Christian BADIBANGA

  Artiste Plasticien

 

 

 

 
Noms et Prénoms: Christian BADIBANGA SAMBUKA
Nom(s) dartiste : BA; BADIBANGA
Nationalité : Congolaise - Lieu de naissance : Kinshasa
Etudes:
Diplôme de graduat à l’Académie des Beaux-Arts, Kinshasa, RDC, 2008
 

 

    

Ateliers et expositions

 

2017  Atelier résidence, Pointe-Noire, Rép. Congo

         - Exposition KENDÉ ZONGA, dans le cadre de la 4éme édition du Festival Soul Power Kongo à l'IFC de Pointe-Noire 

         - J'EXPOSE, En attendant votre PUB… J’expose, 1ére Exposition/Vernissage de rue réalizé par Matombi Productions, Pointe-Noire

2016  Atelier résidence, Milan, ITALIE

          - Exposition African Art Fair, Paris, FRANCE

          Atelier résidence avec le sculpteur Freddy Tsimba, Kinshasa, RDC

2015  1er Prix de l’Exposition African Art Fair, 3e édition, Paris, FRANCE

          Exposition 20ème Sommet LIONS CLUB, Brazzaville, CONGO

2014   Exposition Biennale de Kinshassa, RDC

          Exposition Institut Français, Pointe-Noire, CONGO

2013   Exposition Basango, Pointe Noire, CONGO

          Exposition African Art Fair 1ère Edition, Paris, FRANCE

2012   Exposition Espace improbable, Galerie, Paris, FRANCE

          Espace Pierre Cardin, Salon d'art contemporain, Paris, FRANCE

          Atelier résidence, Eliezer NDinga, Pointe-Noire, CONGO

 

 

L’artiste s’est détaché depuis une dizaine d’année de l’académisme de l’Ecole des Beaux-arts de Kinshasa, recherchant des canons esthétiques moins conventionnels que ceux de la simple peinture figurative académique.

Il incruste dans ces toiles des boutons, collectés au fil du hasard, ce qui donne un certain relief à ces figures. Des formes anthropoïdes, fort expressives, sans doute malmenées par les réalités dont elles font partie cousues et recousues de boutons; des spirales; des lignes inachevées, un symbolisme tantôt bantou, tantôt plus universel. Ba collecte aussi des objets dans son environnement pour réaliser des installations en rapport avec les peintures qu’il réalise donnant ainsi une dimension supplémentaire à ses expositions.

L’œuvre qui résume le mieux le travail actuel de l'artiste est le "MANDELA", pour lequel l’artiste a reçu en 2015, le 1er prix de l’exposition African Art Fair, Paris, France.
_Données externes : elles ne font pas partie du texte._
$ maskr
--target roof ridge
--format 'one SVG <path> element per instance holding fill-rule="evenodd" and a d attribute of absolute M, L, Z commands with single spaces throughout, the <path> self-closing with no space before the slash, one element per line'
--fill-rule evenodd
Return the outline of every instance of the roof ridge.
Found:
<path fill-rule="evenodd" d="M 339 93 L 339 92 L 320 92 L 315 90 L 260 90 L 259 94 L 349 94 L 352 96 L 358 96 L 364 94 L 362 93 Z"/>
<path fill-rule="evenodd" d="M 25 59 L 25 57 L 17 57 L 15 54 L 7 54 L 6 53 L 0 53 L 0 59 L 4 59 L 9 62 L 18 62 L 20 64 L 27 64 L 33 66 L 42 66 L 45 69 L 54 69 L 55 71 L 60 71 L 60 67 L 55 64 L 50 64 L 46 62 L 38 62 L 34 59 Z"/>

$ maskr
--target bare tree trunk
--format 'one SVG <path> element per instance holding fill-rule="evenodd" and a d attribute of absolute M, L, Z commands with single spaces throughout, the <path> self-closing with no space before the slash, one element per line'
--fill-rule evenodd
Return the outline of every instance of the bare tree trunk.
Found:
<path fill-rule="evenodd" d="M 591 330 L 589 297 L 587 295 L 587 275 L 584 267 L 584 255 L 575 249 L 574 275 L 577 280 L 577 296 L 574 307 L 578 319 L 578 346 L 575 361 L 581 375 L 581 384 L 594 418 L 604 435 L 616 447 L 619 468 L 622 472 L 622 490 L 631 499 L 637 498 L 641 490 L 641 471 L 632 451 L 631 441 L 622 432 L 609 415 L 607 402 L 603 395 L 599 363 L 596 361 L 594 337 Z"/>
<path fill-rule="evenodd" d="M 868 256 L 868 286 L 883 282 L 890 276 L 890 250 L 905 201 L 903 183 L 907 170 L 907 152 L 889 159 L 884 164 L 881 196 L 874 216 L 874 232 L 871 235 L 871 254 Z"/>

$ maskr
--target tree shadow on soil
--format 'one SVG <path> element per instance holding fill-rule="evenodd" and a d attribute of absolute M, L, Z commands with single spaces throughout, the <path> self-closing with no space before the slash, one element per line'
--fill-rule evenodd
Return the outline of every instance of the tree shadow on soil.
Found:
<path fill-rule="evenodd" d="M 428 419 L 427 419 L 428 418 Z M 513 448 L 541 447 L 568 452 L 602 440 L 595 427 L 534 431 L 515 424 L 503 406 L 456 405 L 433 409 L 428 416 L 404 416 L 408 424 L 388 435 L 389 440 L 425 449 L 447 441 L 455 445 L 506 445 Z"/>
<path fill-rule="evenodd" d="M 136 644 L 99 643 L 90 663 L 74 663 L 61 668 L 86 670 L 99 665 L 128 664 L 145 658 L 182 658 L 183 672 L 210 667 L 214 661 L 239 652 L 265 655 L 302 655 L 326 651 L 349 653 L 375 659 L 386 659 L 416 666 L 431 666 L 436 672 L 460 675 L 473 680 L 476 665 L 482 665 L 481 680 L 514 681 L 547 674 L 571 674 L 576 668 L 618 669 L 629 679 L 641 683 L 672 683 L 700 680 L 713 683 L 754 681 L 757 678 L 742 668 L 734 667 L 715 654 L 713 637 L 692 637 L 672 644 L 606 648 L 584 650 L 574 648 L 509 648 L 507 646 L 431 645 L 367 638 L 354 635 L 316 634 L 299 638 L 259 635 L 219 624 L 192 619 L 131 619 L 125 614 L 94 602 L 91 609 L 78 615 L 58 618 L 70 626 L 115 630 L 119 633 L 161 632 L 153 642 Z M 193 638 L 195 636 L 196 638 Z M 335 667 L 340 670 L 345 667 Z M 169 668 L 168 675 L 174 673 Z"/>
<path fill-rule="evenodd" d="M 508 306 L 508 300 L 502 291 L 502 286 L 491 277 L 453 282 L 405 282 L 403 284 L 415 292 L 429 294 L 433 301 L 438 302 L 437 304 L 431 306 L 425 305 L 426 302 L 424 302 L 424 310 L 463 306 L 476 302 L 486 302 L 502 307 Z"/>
Le travail que l’artiste est prêt à présenter révèle une plastique intéressante, pour le moins originale,  d'une dimension philosophique, ou tout au moins théorique, moralisante, contre la guerre sous toutes ses formes. Il voudrait développer cette thématique assez dense en une Trilogie, donnant à la première exposition le simple nom de "Reconstruction".

Ce substantif que l'artiste a choisi pour intituler son travail, est en réalité, faussement porteur d’espoir. Et la folie de notre monde, est prête à nous convaincre du bien fondé de l’"effort de guerre", des sacrifices humains, ou d’autre nature, récompensés par des «opportunités de marchés». Dans la réalité de notre quotidien, le mot "reconstruction" est lié aux business d’après-guerres. La reconstruction renvoie aux affaires, à travers le paradigme suivant : «démolition et anéantissement sont l’occasion de rebâtir». Une réalité qui est la raison d'être de nombreux organismes, de nombreuses affaires, de nombreux médias.

Pourtant contrairement à ce qu’annoncent certains slogans d’ONG humanitaires, les vies ne se reconstruisent pas comme on répare un mécanisme quelconque. Et, les séquelles des hommes et des femmes malmenés par la guerre, ne peuvent se réparer au simple bistouri, car le plus souvent, la complexité de notre nature humaine, fait que ces actes de réparation, soient plus illusoires que réels.

De même on ne reconstruit pas le tissu économique d’un pays comme on restaure un immeuble. De même que, la destruction des infrastructures, ou des systèmes qui assurent le fonctionnement et la cohésion de nos sociétés, conduit presque toujours à des traumatismes humains irréversibles.

Ba prône, à sa manière, la vision holistique nécessaire pour comprendre la fragilité de nos sociétés et «l’Unité du Tout» prêché dans les cosmologies, archaïques peut-être, mais combien clairvoyantes.

On pourrait aussi dire qu'il revendique "l'unité du peuple, à travers cette vertu qui conforme la volonté particulière à la volonté générale". Et non le contraire, nous laissant tenter par l’idée d’une fabuleuse et fructueuse reconstruction.